It was reported that, after the impact, the pilot became more aware of his
surroundings and the significance of the accident, which required the seatbelt to be
released to enable egress from the wreckage. Additionally, the pilot assisted the
crewman with the previously discussed activation of the PLB.
Crewman
The crewman’s seat assembly showed partial crushing of the under-seat structure
that was consistent with its exposure to high vertical (downward) loading from the
weight of the crewman. The crushable under-seat structure was used for the
stowage of non-essential items and a number of objects were removed from that
space. Some deformation of the fuselage structure that surrounded the crewman’s
seat was also evident and was consistent with the magnitude of the impact.
Additional information
Geophysical operations
The structure of the operation was such that while one team was undertaking the
survey task the other remained at the accommodation. That team used a computer to
monitor the flight progress and hourly scheduled Omnitrack reports until they were
required to meet the helicopter at a predetermined location and time. The relieving
team would then receive a handover from the previous crew, assist with refuelling
and conduct a pre-flight inspection of the helicopter before taking over duties to
continue flying the next task.
The geophysical equipment onboard the helicopter was primarily stored at the left
rear passenger seat position. This made the equipment accessible to the geophysical
crewman seated in the right rear seat, as the equipment was frequently required to
be moved in and out of the helicopter for ground sampling purposes.

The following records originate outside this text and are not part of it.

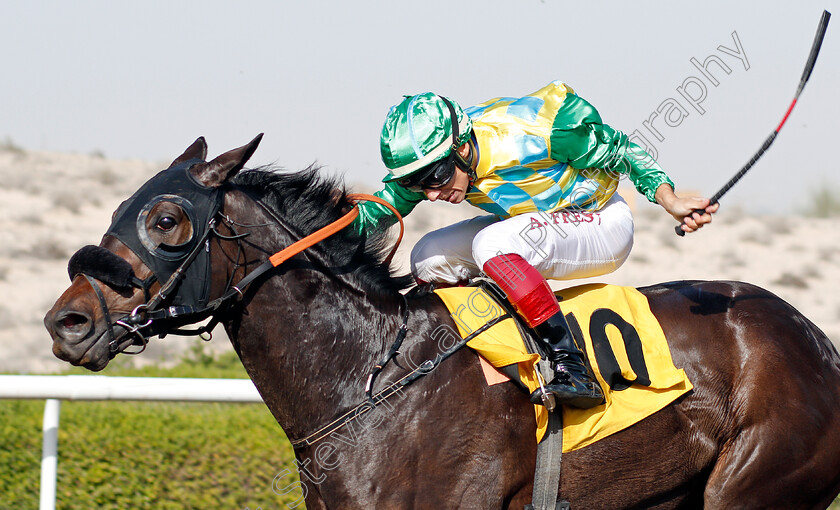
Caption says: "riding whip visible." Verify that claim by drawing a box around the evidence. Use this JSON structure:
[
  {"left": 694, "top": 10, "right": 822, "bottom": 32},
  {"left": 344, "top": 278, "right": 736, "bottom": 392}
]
[{"left": 674, "top": 10, "right": 831, "bottom": 237}]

Pre-planned routes (tasks) with waypoints were loaded into a Garmin GPS unit and
were used by the pilot to assist with track guidance and for determining the location
of geophysical landing locations (nodes). The displayed information allowed the
pilot to land the helicopter within a required sampling distance from a node. The
crewman would then exit the helicopter to conduct the geophysical ground
sampling by removing the CG-5 geophysical equipment from the rear of the
helicopter. The ground sampling process would take about 2 minutes before the
crewman would again board the helicopter with the equipment and the pilot would
fly to the next node.
- 9 -
Human factors
Since commencing the geophysical operations, the pilots and crewmen had utilised
two central base locations near to the survey area. The accommodation used during
the first 2 weeks of operations was reported to have been very basic, which meant
there was limited access to good sleeping amenities and a good standard of food.

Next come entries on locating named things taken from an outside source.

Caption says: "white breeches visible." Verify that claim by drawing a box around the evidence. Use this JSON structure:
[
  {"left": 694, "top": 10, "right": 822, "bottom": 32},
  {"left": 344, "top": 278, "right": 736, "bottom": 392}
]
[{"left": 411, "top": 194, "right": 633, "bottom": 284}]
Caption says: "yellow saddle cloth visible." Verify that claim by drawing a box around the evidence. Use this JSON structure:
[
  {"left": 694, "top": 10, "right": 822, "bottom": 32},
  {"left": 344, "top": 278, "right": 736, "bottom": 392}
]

The operator’s fatigue risk management system (FRMS) manual stated that:
Suitable sleeping accommodation means facilities that provide privacy and
are conductive to sleep. Where possible, a separate self-contained room must
be provided for each person. The accommodation must be suitable for
sleeping under the local conditions, with a comfortable bed and appropriate
control measures for noise levels, light, ventilation, insects & pests and
climatic conditions. Clean drinking water and easy access to sustenance must
also be provided.
In extenuating circumstances, such as in remote locations (e.g. with mining
operations), which require pilots to sleep in an environment where the above
criteria cannot be met, the operator and relevant staff must agree on a suitable
standard, for sleeping accommodation, through a proper consultative process.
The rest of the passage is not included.